De acuerdo con la revista Innovation in Aging, las personas que experimentaron problemas con sus finanzas de manera persistente o con bajos ingresos durante la adultez temprana y media obtuvieron peores resultados en las pruebas cognitivas a los 53 años.
El estudio permite observar que la acumulación de dificultades de manera prolongada en el tiempo está relacionada con los resultados negativos en la salud cognitiva, en lugar de episodios ocasionales de adversidad.
«Nuestros hallazgos sugieren que apoyar a las personas que enfrentan dificultades financieras y reducir la pobreza crónica también podría ayudar a prevenir el deterioro cognitivo y los casos de demencia en el futuro», sugieren los investigadores.
Descubrieron que la relación entre las dificultades económicas y una peor salud cerebral en la edad adulta era particularmente fuerte en los hombres, en aquellos que sufrieron desventajas en la infancia y los que portaban una variante genética, APOE-e4, que aumenta el riesgo de padecer Alzheimer.
Los hombres que experimentaron dificultades financieras persistentes obtuvieron peores resultados en las pruebas cognitivas a los 53 años que sus contrapartes femeninas.
Entre las posibles razones de esta diferencia se encuentran en que los hombres en situación de desventaja pueden tener peores hábitos de salud como el tabaquismo y el abuso de alcohol que el sexo opuesto en el mismo escenario.

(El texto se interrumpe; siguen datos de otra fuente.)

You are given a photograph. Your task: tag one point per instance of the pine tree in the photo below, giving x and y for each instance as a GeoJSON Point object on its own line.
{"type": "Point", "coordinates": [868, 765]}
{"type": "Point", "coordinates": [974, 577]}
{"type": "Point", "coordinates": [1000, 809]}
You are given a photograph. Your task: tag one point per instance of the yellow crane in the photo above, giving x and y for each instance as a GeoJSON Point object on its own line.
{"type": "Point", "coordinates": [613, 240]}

Los investigadores hicieron referencia a mecanismos que podrían vincular el envejecimiento cognitivo con las dificultades económicas, incluida la inflamación, que se sabe que acelera el envejecimiento cerebral y que es causada por el estrés crónico.
Otro factor es que preocuparse con frecuencia por el dinero puede aumentar la carga cognitiva, dejando a las personas con menos capacidad para otras tareas.
Tras realizarse a los participantes escáneres cerebrales, el equipo descubrió que aquellos que habían experimentado bajos ingresos de forma persistente presentaban una peor salud cerebral incluida una mayor atrofia cerebral en la vejez, específicamente en el rango de 69 a 71 años de edad.